Several limitations of the current study should be noted. First, although to our knowledge this study describes the largest cohort of patients with carotid-I occlusions published so far, the low number of patients may result in accidental findings. Second, selection bias may have occurred in the non-EVT-treated group due to the retrospective, non-randomized nature of our data: the EVT-treated group was probably selected based on a more favorable profile in their baseline characteristics. We observed a lower age, lower pre-stroke mRS, and lower baseline NIHSS in EVT-treated patients. This could also explain the observation that patients with unsuccessful reperfusion (eTICI 0–1) showed better functional outcome than patients in the non-EVT group. Third, occlusion location was scored on CTA in this study, whereas DSA can more accurately show occlusion pattern and patency of small branches. However, since the decision to treat endovascularly is made based on CTA in daily practice, we believe that this approach is more realistic and clinically applicable. Fourth, we have no data on recanalization status of non-EVT-treated patients, nor post-treatment parameters like blood pressure fluctuation, which was reported to be associated with penumbral tissue loss in non-recanalized patients [27]. Fifth, we excluded patients in whom isolated extracranial ICA occlusions were the cause of stroke.

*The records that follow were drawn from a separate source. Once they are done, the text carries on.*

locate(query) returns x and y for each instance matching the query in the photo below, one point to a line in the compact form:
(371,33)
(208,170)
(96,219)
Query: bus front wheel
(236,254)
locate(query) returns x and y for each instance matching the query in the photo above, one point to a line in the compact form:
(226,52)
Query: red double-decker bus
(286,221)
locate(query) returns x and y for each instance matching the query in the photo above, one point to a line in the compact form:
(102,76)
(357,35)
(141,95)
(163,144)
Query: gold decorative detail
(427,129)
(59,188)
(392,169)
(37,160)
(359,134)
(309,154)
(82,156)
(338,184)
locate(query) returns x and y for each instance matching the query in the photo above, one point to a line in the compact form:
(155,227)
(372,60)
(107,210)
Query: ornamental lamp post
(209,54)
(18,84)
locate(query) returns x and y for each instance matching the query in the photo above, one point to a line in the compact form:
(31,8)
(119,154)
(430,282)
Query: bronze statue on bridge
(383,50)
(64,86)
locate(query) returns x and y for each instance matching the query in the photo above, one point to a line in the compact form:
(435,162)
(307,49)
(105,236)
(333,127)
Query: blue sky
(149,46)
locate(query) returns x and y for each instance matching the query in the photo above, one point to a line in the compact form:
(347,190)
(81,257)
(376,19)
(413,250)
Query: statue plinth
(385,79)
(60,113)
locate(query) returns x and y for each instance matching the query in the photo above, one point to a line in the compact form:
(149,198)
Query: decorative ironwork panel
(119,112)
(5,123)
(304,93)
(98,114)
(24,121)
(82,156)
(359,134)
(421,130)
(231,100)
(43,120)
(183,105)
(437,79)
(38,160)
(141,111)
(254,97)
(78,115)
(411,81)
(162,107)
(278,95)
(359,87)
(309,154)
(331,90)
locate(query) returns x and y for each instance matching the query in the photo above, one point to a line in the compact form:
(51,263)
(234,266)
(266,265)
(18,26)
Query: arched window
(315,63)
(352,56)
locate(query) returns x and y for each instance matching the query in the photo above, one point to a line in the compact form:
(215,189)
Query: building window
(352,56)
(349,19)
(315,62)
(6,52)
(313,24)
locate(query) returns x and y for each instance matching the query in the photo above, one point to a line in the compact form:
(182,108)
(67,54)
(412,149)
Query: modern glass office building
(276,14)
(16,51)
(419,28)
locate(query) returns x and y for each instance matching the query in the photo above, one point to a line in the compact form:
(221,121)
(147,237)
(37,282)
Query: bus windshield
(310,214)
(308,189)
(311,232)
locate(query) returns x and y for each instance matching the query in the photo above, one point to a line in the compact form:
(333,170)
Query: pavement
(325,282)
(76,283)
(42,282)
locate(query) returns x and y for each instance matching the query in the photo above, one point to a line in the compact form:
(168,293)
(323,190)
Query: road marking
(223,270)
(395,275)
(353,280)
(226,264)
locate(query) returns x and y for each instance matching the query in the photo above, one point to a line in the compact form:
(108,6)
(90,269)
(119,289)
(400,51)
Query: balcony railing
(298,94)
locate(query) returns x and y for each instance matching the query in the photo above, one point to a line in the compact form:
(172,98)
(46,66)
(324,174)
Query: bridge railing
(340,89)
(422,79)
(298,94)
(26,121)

This was done to homogenize our study sample and focus on intracranial carotid-I occlusions, specifically. The patient group with acute ischemic stroke and isolated extracranial ICA occlusions poses a currently relevant clinical topic for further study. Finally, our findings are based on observational data. Ideally, randomized data without selection bias would be necessary to confirm the effect of EVT in patients with carotid-I occlusion and acute neurological deficit, though these data will be difficult to acquire due to the low prevalence of carotid-I occlusions. Our observations can serve as hypothesis generating for future studies on this topic.

Conclusion

In our population, we found overall improved outcomes after EVT in patients with a carotid-I occlusion and acute clinical symptoms, though the patients in our study sample with unsuccessful reperfusion or unsuccessfully retrieved distal emboli after EVT showed poor clinical outcomes. Our data suggest that EVT should be considered in carotid-I occlusion patients, though additional, ideally randomized, research would be necessary to confirm these findings.